High End - designed to be great sounding and impressive looking with superb cabinetry/finish, utilizing high quality electromechanical components. Vandersteen does not really qualify.
However, it depends what you mean by your question - none of this is important to the typical buyer of expensive stereo equipment. As Hardesty points out, what sells best in the showrooms is "Boom and Sizzle". So if you manufacture and sell high end speakers are you going to strive for accuracy - unless that is your particular market segment (like Vandersteen or GMA)? Not if you want to stay in business. Remember the "Loudness" button" on your old receiver? Well, some guys would leave that sucker pushed in all the time - and others, even as teens, understood what it was for and when to unengage it.
(Any photographers out there remember what Velvia did to Ektachrome? Same thing - wildly inaccurate, oversaturated colors - but it looked great and became the standard if you were doing stock or advertising work.)
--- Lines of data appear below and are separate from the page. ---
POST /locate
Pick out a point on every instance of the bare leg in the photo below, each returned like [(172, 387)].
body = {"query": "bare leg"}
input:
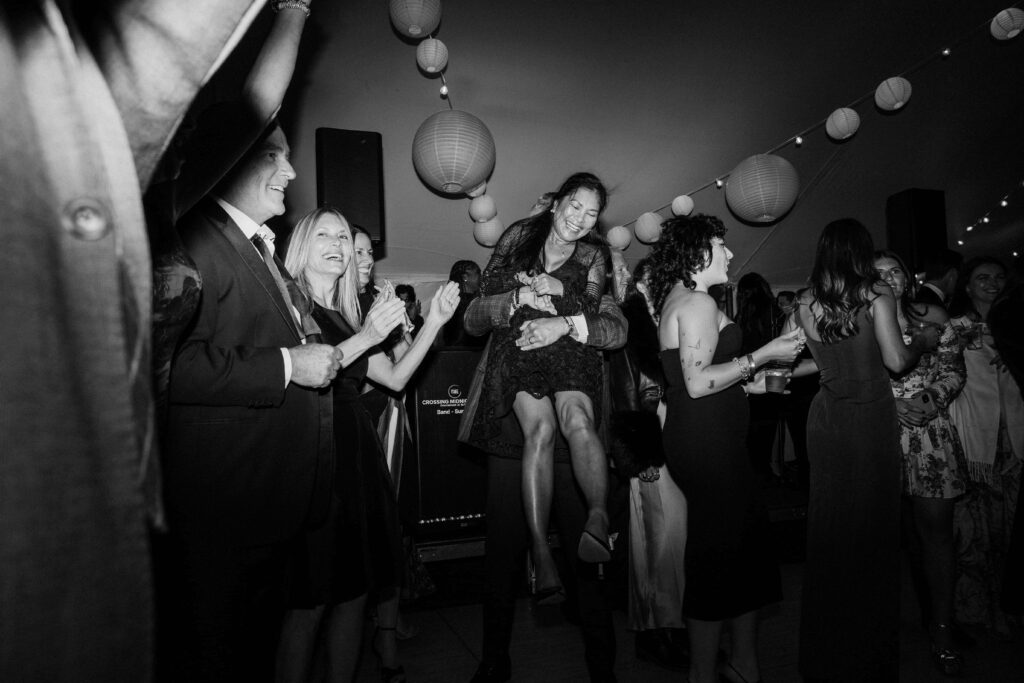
[(704, 650), (934, 522), (538, 420), (344, 638), (298, 638), (590, 464), (743, 659)]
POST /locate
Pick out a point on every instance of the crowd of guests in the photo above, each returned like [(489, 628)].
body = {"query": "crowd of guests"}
[(276, 382)]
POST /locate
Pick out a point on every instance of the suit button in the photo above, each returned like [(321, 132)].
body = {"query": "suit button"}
[(86, 218)]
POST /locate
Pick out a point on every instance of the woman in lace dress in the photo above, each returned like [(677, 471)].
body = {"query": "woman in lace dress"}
[(558, 276), (934, 469)]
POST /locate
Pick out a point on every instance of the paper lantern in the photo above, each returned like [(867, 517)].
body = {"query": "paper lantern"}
[(1008, 24), (415, 17), (682, 205), (842, 123), (619, 238), (482, 209), (431, 54), (762, 188), (648, 227), (453, 152), (488, 231), (892, 93)]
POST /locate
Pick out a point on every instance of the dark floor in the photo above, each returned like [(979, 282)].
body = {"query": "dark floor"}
[(546, 647)]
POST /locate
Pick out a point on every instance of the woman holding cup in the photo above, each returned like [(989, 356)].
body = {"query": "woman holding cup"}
[(729, 567)]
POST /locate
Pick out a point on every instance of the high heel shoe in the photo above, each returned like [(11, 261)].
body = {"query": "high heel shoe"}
[(948, 660), (388, 674)]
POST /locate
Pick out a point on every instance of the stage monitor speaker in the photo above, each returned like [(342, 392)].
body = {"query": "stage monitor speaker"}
[(915, 224), (350, 176), (445, 488)]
And that's OK - each to his own. Reproduction accuracy is not an ethical standard like "truth", it's a preference. And it's not a very popular one. Even "truth" itself isn't exactly a popular standard anymore. Not to get into politics, but look around! So why on earth would audio accuracy be important?
Wilson, to use a hackneyed example, are inaccurate speakers - but they don't advertise them as "accurate". They advertise them as sounding great and looking great. And to most people they do. They have a built in "Loudness button" and look like Lamborghini airscoops with woofers. The average doctor, lawyer, or hedge fund guy that picks up a copy of stereophile and orders a pair of Maxx's wouldn't in a million years consider having a pair of Vandersteens sitting in their living room. (BTW, I'm a hedge fund guy and my wife's a doctor, so I feel comfortable dissing them here :)
Certain speaker manufacturers have simply identified a target market that spends big bucks and they cater to it. It's called "high end".
Perhaps the problem is the casual interchangeability and confusion by marketers, reviewers, and consumers of the two terms "audiophile" and "high end". They are not (to us audiophiles) the same thing. If anyone wants to go on a crusade it should be to get everyone to define and use the two terms differently.
Audiophile equipment - designed for the pursuit, obviously not 100% attainable, of totally faithful reproduction of the information contained in the original source media. Wilson does not really qualify.
High End - designed to be great sounding and impressive looking with superb cabinetry/finish, utilizing high quality electromechanical components. Vandersteen does not really qualify.